Nor do I overlook the bitter outcry against the injustice done the creditors, arising, in the case of two of them, from the fact that their attorney searched the records, ascertained the recorded liens, and was told by the secretary of the corporation that there were no others. If that statement had been made to him by either Ehrehart, Winebrenner, the trustee, or the banks, the question would be entirely different. Just grounds for estoppel would have arisen, because it was Ehrehart’s debt that was secured collaterally by the bonds, the bank held the bonds, and Winebrenner was its treasurer, trustee, and representative. But Moore had no interest, and therefore no power to estop those who had. It would be a very dangerous doctrine to establish that an individual or corporation, by its representative, could, after creating a debt of this kind, estop its recovery by denying that it existed.

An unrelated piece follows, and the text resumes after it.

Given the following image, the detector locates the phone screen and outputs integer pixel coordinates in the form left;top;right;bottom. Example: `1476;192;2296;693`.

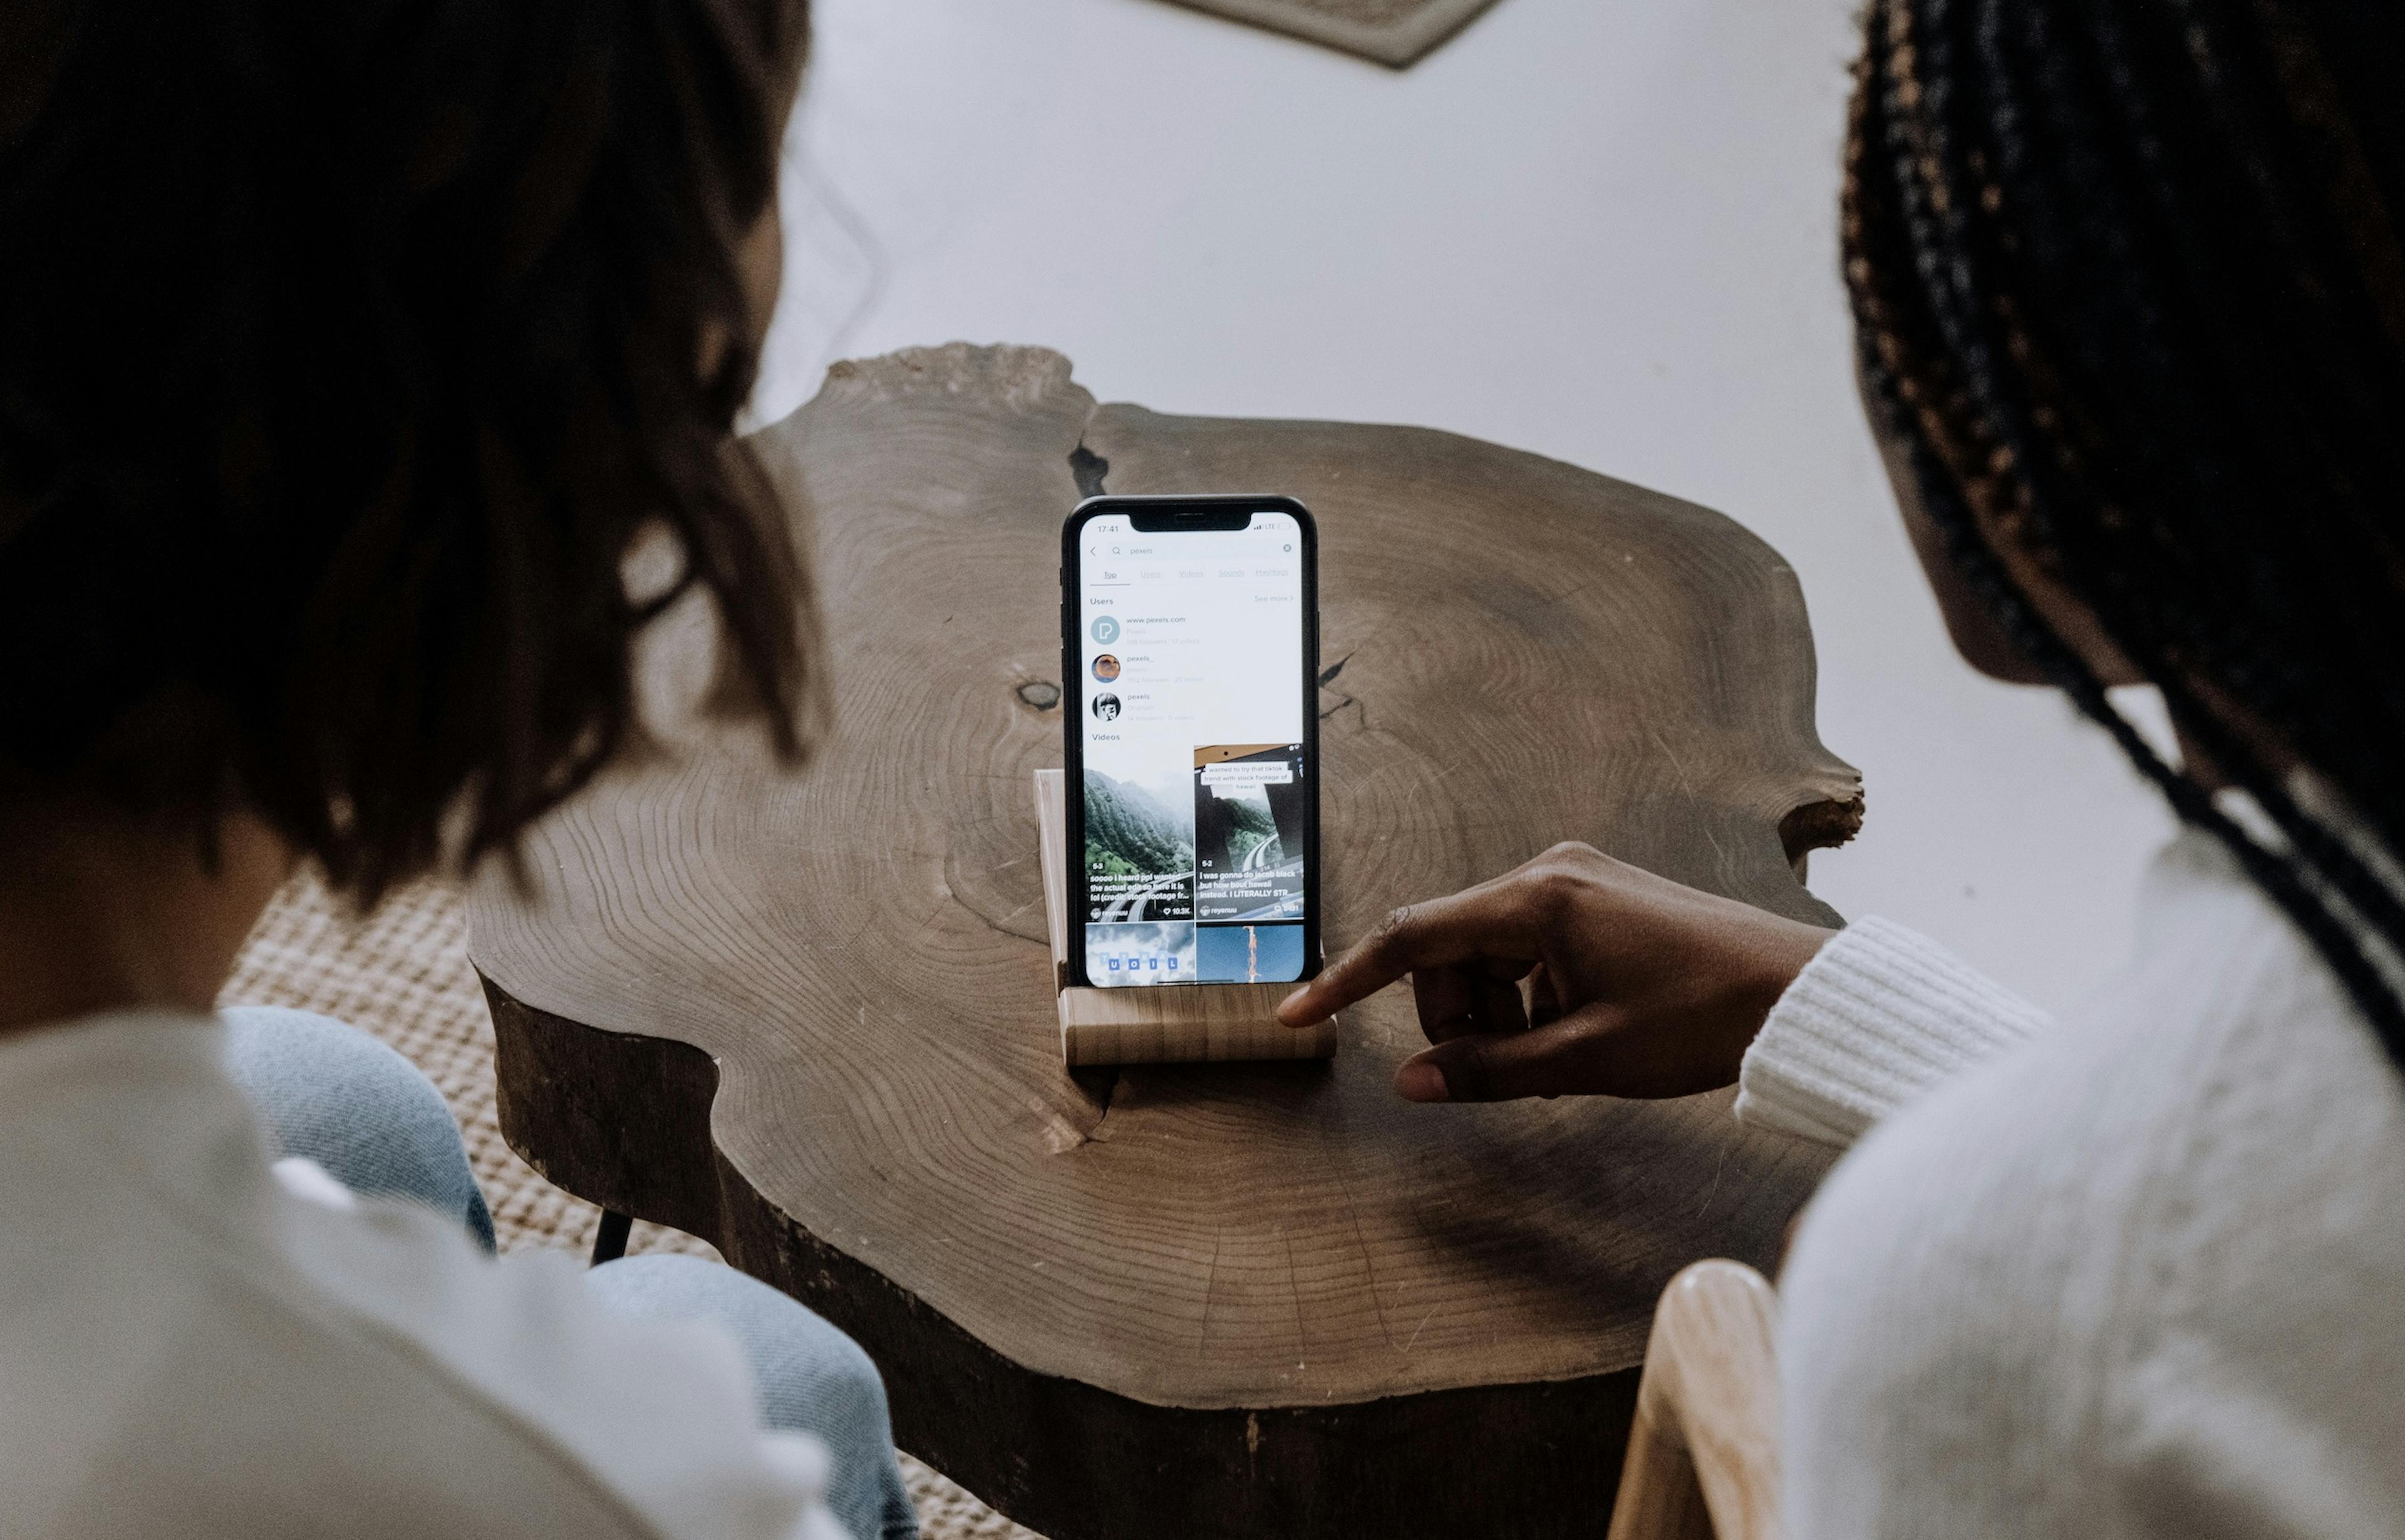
1067;503;1315;989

A calm and dispassionate view, does not carry strong conviction of the great wrong done simple contract creditors, so- earnestly felt to exist in the minds of counsel; for it is to be borne in mind that their extending. credit was a voluntary act on their part, that they could have demanded a lien upon the property before, doing so, which would have been entirely good as against the banks’ unrecorded one, and the risk they ran by' not doing so was of.their own creation.

I can see no error in the ruling of the referee in this matter, and it must be affirmed.